A Turkish doctor expels a sick Syrian refugee..and the police imprison her son for deportation

The woman, a widow who lives with her son, who also suffers from health problems, stated that she suffers from cartilage and disc problems in the back, and also suffers from asthma. She went to the hospital in Bursa following the pain became severe, but the doctor treated her harshly and called the police, refusing to give her treatment.

According to the woman, her son was arrested and transferred to a refugee deportation center in the city of Gaziantep, and the woman asked for help from Turkish President Recep Tayyip Erdogan to release her son, as she has been living in Turkey for eight years and, according to her, she does not have any problems that require her deportation from country.

Turkey has recently witnessed a campaign led by right-wing groups once morest Syrian refugees in Turkey. After the economic situation worsened due to the global recession, and the exchange rate of the Turkish lira fell to unprecedented levels, these groups blamed the Syrian refugees.

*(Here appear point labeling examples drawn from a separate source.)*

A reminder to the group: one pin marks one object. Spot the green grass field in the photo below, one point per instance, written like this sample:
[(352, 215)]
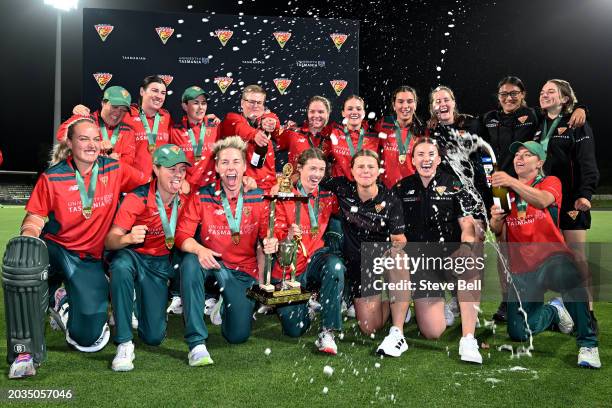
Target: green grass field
[(429, 374)]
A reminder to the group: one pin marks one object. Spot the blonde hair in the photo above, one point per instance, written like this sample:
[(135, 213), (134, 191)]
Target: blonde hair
[(232, 142), (60, 150)]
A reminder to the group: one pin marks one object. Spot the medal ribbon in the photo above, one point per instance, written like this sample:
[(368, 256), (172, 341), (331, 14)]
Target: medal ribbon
[(87, 195), (197, 147), (548, 132), (349, 141), (233, 222), (169, 227), (402, 146), (151, 136)]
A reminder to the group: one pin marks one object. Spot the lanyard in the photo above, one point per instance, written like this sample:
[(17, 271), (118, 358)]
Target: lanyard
[(349, 141), (87, 195), (169, 227), (233, 222)]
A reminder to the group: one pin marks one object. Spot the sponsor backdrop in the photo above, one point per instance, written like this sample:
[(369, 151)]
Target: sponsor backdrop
[(292, 58)]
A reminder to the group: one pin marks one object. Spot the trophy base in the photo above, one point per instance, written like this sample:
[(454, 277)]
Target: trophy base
[(278, 297)]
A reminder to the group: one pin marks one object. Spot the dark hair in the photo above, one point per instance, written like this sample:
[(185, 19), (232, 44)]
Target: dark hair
[(365, 153)]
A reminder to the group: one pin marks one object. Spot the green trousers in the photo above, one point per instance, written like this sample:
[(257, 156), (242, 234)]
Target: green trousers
[(237, 308), (325, 273), (149, 275), (557, 273), (86, 289)]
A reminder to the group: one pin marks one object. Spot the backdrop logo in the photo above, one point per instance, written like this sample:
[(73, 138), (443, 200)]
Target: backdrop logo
[(311, 64), (193, 60), (224, 36), (164, 33), (102, 78), (282, 84), (338, 39), (223, 83), (338, 85), (282, 37), (104, 30), (166, 78)]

With the approaching date of the Turkish elections, the ruling “Justice and Development” party began to favor the right-wing opponents under the pressure of the Turkish street, and the Turkish government began to pursue a policy of forced mass deportation of Syrian refugee families.

The Syrian Center for Media and Freedom of Expression published a statement in December 2021, in which it said that the Turkish authorities raided, at the beginning of December 2021, homes inhabited by Syrian refugee families in the “Kahraman Kazan” neighborhood in the Turkish capital, Ankara, at five o’clock in the morning. He explained that they were later taken to the “Uzili” deportation center in Gaziantep, southern Turkey, at the border with Syria.

The center considered that the recurrence of deportations in a number of Turkish states goes beyond individual violations or the arbitrariness of the security services, and indicates a collective deportation policy implemented by the Turkish government once morest Syrians, stressing that it “violates” its commitment to international law, including international humanitarian law and international human rights law. And its commitment to the principle of non-refoulement recognized by the United Nations, and Security Council Resolution 2254.